The New Romantic (2018)

Newromantic

**/****
starring Jessica Barden, Hayley Law, Brett Dier, Camila Mendes
written and directed by Carly Stone

by Alice Stoehr Sex columnist Carrie Bradshaw wakes up in a hotel room after a fling with a Frenchman to find a thousand dollars on the nightstand. This is midway through "The Power of Female Sex," episode five of HBO's "Sex and the City". She summons her friends, sensualist Samantha and hard-headed Miranda, to ask them, "What exactly about me screams 'whore'?" Samantha counsels keeping the money; Miranda tosses around the word "hooker"; and Carrie weighs the gesture as either "an incredible compliment or an incredible insult." The episode has little to say about sex work and the attendant stigma beyond articulating some knee-jerk squeamishness. Twenty years have passed since then in the realms of feminism and pop culture. Twenty years, yet here's The New Romantic, a romcom with the same level of nuance on the subject of sex for money. Its heroine is Blake (Jessica Barden), a college senior who writes about her sparse sex life for the school paper. With the editor poised to take her column away, she tries to spice it up by interviewing a local "sugar baby"–a young woman who barters dates for luxury. It's not long before Blake herself is sipping wine opposite Ian (Timm Sharp), a well-off professor twice her age. Nor is it long before she, as a Nora Ephron devotee, starts to worry she might be sacrificing romance for the sake of journalistic material.


A petite English actress with a high, thin voice, Barden affects an ambiguously North American accent and an odd cadence that crumples her jokes. Only a handful of them end up especially funny; the best might be her answering "What's your major?" with "Useless," or saying of a dress draped on a shoulder, "it's not a toga" à la Schwarzenegger in Kindergarten Cop. Although she's in every scene, Blake's not much of a character, which hinders Barden's performance. Blake is self-centred, petulant, and little else. Her behaviour follows narrative contrivances, whether this means flirting with a male rival at the paper or scarfing down molly-laced cupcakes.
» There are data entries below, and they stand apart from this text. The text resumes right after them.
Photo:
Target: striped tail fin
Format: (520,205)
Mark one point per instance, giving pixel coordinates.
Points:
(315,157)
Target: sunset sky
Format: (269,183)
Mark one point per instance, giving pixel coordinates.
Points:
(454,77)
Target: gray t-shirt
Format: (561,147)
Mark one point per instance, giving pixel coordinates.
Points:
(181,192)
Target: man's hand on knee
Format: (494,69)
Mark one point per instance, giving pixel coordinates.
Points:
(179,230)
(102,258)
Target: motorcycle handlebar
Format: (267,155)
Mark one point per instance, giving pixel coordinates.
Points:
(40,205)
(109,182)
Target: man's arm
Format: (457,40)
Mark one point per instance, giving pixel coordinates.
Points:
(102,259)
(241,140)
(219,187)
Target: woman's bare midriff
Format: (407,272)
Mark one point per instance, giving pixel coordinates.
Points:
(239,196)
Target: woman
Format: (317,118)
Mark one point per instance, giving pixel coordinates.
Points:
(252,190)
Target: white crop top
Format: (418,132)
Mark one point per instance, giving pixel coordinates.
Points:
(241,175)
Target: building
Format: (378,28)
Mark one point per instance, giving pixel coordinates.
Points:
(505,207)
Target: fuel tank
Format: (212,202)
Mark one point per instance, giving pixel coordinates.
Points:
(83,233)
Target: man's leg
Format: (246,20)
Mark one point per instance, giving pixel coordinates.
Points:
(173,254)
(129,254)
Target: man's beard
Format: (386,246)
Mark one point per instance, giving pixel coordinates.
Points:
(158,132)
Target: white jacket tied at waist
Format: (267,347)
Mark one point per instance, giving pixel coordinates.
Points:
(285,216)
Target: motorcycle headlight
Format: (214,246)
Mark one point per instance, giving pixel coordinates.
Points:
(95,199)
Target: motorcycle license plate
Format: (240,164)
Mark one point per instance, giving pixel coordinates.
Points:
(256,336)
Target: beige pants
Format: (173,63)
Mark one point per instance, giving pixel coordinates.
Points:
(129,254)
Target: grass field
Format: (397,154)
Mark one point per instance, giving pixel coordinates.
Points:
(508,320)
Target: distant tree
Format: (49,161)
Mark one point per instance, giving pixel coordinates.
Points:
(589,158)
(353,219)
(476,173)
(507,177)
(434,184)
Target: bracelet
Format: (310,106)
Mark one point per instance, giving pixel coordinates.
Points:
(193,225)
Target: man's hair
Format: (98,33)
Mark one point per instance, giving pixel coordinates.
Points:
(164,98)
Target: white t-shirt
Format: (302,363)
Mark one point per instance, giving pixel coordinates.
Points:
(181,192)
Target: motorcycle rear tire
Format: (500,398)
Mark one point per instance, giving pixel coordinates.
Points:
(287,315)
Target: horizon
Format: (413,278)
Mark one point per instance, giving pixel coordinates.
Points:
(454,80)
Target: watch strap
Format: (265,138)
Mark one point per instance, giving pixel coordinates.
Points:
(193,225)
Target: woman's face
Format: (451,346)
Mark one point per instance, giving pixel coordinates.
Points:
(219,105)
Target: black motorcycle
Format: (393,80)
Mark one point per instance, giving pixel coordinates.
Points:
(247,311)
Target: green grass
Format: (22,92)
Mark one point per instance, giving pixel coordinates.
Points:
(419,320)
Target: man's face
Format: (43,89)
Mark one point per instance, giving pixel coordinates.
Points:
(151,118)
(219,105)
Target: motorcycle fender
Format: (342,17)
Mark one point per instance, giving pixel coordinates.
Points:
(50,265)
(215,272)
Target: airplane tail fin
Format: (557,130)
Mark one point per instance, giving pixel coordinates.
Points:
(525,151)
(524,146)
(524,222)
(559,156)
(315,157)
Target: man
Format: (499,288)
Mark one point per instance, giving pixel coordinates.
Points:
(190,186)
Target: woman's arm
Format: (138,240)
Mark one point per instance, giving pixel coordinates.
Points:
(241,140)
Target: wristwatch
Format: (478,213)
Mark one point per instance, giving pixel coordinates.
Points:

The people around her act as appendages to her story. Sardonic roommate Nikki ("Riverdale"'s Hayley Law) gets substantial screentime to crack wise about Blake's dilemmas. (When Ian couriers her a scooter, Nikki dubs it a "ho-ped.") Sharp makes a fine villain with his prickly beard and dark sweaters, a sensitive demeanour obscuring Ian's menace. He buys Blake's company, then balks when she wants to get closer. Late in the film, he puts on a Donovan record and pressures her into sex. Tears in her eyes, she gazes just past the camera as he stays on top of her. This rape scene is upsetting and effectively staged, but also inconsistent with the rest of this lighthearted film. The remaining fifteen minutes never reference it, either, as Blake bounces back for a happy ending. Carly Stone, a first-time writer-director, introduces a startling degree of pain yet lacks the willingness to fully reckon with it.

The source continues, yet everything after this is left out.